Tag: Mentalillness

  • İşyerinde Pozitif Güçlendirme Depresyonumu Nasıl İyileştirdi?

    Her zaman gelişme için en güçlü katalizörün yapıcı geri bildirim olduğuna inandım. Kendime olumsuz geri bildirim duymak veya vermek beni geliştirdi veya daha çok çabalamamı sağladı. Belki de mükemmeliyetçiliğim veya insanları memnun etme eğilimlerim veya yetersizlik korkumdur.

    Biraz daha derine inersem, bunun aslında bir başa çıkma mekanizması olduğunu düşünüyorum. Hatırladığım kadarıyla depresyondayım. Her zaman düşük öz saygım vardı ve kendimi yeterince iyi görmedim, bu yüzden kendime karşı olağanüstü derecede sert davranıyorum. Başarılarımın tadını çıkarmıyorum veya onları kutlamıyorum ve bunun yerine daha iyi yapmam gereken veya doğru yapmadığım şeyler konusunda titizleniyorum. Kendime karşı daha olumsuz bir bakış açısına sahip olmak, başkalarının beni eleştiriyle hazırlıksız yakalamasından da beni korudu, bu benim en büyük kabusum.

    Ayrıca DEHB’im var ve DEHB’li kişilerin 12 yaşına geldiklerinde diğer çocuklara kıyasla 20.000 daha fazla olumsuz mesaj aldıkları tahmin ediliyor. Olumsuz mesajlar veya yapıcı geri bildirimleri bir motivasyon aracı olarak kullanmak zorundaymışım gibi hissettim, aksi takdirde algıladığım yetersizliğin ağırlığı altında ezilirdim.

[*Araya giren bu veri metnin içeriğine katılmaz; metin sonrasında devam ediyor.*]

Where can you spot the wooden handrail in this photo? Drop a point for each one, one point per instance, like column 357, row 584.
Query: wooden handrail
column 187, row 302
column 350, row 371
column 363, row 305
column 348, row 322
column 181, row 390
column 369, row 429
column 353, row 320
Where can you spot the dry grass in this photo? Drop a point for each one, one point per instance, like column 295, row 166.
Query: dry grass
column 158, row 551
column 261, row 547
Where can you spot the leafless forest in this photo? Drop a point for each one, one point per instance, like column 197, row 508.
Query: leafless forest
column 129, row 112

    Mesleki olarak, sürekli olarak “geri bildirim bir armağandır” ve zor geri bildirimler aldığınızda bundan mutlu olmanız gerektiği gibi şeyler duydum. Olumsuz geri bildirimlerin büyümem ve gelişmem için gerekli olduğuna ve bunlar olmadan rehavete kapılmış veya durgunlaşacağıma inanıyordum. Hatta sürekli gelişmem gerektiğini bile söyledim çünkü ileriye gitmiyorsam geriye doğru gidiyorum. Ayrıca “yapıcı geri bildirim bir özen eylemidir” gibi şeyler de söyledim çünkü bu, birinin daha iyi olma kapasitesine inandığınız anlamına geliyor (ki hala inanıyorum).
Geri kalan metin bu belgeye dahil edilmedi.